Cheryl West (Jar the Floor) has adapted Doug Atchison’s 2006 screenplay for Akeelah and the Bee into a resplendent new play at the Children’s Theatre. Johanna Easley gives one of the most endearing performances you will see this year. She plays 11-year-old Akeelah, a girl whose prodigious spelling ability is both derided by jealous fellow students and unknown to her overworked mother. But then, her mother, like Akeelah and her brother, Reggie, are still reeling from the recent death of her husband and their father from gun violence. One of the many features of this richly complex but straightforward play is its implicit understanding of grief processes.
Fatefully, Akeelah can no longer hide her brilliance from the world despite being a girl being raised in a rough neighborhood with various layers of resistance bearing in on her. Again, fatefully, she is taken under the stern wing of Professor Mark Larabee (James A. Williams in top form) who coaches her on the origin of words and correct spelling in hopes of becoming the national spelling bee champion. And be warned, most of such words that come up in the play may make your head spin! (You may be smarter when you leave the theater, as well as being deeply moved).

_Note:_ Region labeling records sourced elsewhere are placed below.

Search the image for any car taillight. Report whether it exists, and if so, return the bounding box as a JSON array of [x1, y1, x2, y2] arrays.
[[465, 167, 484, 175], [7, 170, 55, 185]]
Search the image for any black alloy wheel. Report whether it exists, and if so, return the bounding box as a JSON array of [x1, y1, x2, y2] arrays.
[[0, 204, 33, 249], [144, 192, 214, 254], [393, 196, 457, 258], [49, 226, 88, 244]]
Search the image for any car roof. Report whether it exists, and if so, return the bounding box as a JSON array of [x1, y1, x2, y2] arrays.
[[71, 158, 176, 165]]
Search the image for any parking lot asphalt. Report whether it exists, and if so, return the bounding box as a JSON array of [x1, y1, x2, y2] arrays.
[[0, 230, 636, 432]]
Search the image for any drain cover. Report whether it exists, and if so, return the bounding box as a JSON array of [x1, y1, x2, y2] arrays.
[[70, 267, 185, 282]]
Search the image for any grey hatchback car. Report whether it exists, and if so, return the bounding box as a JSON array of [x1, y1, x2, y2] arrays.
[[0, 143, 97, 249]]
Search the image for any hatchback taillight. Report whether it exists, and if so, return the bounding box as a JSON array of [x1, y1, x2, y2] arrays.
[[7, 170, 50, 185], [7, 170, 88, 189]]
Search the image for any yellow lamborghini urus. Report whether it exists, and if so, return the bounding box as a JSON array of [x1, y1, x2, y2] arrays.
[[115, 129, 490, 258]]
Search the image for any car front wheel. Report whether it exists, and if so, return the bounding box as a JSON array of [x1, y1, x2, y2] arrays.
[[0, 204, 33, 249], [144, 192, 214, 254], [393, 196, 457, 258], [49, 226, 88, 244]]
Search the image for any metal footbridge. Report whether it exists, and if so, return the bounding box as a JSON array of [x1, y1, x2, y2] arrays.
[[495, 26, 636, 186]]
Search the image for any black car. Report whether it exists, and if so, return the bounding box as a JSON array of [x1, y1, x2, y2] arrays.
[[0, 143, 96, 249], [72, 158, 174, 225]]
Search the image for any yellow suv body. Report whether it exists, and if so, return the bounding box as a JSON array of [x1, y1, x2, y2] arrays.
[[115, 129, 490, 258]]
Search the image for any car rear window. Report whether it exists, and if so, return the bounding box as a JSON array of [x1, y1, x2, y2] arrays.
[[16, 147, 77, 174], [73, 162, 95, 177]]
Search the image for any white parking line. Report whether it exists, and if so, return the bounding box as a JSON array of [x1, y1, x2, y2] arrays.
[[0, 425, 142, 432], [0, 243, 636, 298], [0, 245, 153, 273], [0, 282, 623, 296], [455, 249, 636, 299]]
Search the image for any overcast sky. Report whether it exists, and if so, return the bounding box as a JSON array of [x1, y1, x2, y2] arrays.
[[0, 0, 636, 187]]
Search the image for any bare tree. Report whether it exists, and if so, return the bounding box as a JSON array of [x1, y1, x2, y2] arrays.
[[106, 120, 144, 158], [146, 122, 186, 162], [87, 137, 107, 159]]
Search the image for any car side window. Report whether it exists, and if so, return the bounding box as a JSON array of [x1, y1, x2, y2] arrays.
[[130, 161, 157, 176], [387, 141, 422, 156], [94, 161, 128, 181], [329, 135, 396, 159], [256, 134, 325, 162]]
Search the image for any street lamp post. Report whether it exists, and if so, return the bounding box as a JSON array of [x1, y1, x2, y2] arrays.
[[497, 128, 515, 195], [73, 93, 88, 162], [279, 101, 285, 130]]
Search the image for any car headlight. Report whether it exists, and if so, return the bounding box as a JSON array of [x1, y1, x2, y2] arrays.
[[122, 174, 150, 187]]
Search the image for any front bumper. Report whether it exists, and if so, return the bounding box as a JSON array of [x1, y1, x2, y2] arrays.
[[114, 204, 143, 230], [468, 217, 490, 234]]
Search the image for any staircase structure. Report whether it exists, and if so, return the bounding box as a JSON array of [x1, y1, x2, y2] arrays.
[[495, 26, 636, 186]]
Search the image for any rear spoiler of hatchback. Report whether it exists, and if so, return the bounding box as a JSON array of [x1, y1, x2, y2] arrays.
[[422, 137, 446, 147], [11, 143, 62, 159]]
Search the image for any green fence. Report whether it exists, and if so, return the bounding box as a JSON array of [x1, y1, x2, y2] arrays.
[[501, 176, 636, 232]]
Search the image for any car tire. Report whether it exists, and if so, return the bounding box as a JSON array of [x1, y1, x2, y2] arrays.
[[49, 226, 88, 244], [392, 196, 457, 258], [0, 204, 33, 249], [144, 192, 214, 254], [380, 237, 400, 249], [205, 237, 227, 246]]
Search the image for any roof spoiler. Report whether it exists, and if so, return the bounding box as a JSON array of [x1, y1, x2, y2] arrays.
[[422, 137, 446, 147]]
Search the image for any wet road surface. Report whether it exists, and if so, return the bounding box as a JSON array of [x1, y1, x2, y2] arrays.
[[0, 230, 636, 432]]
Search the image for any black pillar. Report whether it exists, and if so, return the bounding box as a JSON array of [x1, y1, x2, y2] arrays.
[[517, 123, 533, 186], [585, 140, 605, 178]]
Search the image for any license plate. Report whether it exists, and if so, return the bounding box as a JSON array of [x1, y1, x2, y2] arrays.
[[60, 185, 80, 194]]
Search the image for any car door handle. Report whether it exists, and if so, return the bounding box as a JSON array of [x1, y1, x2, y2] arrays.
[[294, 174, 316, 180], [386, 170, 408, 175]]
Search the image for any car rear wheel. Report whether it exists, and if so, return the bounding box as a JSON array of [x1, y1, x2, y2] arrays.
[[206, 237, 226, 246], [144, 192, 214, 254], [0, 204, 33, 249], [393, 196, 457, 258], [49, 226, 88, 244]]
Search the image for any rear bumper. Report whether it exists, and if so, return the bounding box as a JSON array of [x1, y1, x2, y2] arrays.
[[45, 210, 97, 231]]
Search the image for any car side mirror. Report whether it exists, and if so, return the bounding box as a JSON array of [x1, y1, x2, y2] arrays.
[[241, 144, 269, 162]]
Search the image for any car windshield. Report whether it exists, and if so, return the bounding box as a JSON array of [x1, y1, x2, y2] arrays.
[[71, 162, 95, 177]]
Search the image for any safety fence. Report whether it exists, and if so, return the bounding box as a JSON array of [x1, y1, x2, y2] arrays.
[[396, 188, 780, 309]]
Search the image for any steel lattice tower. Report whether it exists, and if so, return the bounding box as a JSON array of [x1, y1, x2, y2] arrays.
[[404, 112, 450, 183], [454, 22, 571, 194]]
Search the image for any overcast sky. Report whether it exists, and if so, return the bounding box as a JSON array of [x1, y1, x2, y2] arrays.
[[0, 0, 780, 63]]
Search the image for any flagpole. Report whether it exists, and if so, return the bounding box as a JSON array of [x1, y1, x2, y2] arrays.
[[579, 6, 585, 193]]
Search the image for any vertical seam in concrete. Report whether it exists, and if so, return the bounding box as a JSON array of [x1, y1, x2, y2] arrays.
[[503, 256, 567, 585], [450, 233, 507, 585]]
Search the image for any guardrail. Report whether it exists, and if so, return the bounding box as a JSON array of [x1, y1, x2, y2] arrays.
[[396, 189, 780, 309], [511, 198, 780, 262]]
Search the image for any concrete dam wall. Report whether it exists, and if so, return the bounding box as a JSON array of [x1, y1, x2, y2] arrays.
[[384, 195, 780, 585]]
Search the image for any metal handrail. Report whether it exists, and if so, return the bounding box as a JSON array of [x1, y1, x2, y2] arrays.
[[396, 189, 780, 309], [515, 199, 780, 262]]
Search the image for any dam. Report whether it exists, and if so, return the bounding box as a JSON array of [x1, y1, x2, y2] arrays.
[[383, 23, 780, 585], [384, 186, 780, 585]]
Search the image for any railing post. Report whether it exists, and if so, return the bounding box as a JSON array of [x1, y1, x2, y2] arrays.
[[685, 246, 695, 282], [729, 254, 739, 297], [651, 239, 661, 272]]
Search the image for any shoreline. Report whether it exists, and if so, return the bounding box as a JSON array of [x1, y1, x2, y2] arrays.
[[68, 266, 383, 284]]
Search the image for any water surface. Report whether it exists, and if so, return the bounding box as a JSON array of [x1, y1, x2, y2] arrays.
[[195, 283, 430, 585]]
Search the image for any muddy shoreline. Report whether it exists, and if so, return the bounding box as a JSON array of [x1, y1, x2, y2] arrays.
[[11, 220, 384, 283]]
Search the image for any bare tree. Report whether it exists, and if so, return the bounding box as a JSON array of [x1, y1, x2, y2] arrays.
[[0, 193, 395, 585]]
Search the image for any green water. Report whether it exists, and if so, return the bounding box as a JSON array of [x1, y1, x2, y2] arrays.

Easley and Williams create a beguiling chemistry. She boldly stands toe-to-toe with his gravitas. This results in warm with and moving epiphanies. *Director Charles Randolph Wright’s entire production glistens with superb performances by both adult and younger actors. Zaria Graham is enjoyably volatile as Georgia, Akeelah’s gal pal. In a year in which Aimee K. Bryant has uplifted in The Color Purple at Park Square, The Gospel of Lovingkindness at Pillsbury House, and in The Nature Crown from Theater Forever at the Guthrie, she shows us once again why she persists as being one of the most likable presences in Twin Cities theater. Her terrific turn as Akeelah’s beleaguered mother on the one hand frustrates because she can’t see her daughter’s brilliance, and on the other you can’t help but empathize with this single mom. Greta Oglesby as their devout neighbor and Shawn Hamilton as Drunk Willie bring zestful vitality to their roles.
The pressure on kids to be perfect is one of the play’s piercing indictments. This is chillingly rendered by Michael Sung-Ho as the overbearing father of prodigal speller, Dylan, played to ultimately touching effect by Sean Phinney. Mirroring this is a vulnerable Nathan Barlow as Reggie and an intimidating Darius Dotch as his questionable older street associate. Leo James charms as Javier, a boy competitor infatuated with Akeelah. He symbolizes sweetness and sportsmanship. What a wonderful message for people of all ages and races.
Alexander V. Nichols’s clever set, Sten Severson’s sound design, and Victor Zupanc’s music enhance the production vibrantly. Jessica Jahn’s costumes capture the social realities of the play. Michael Gilliam’s lighting suits the action well.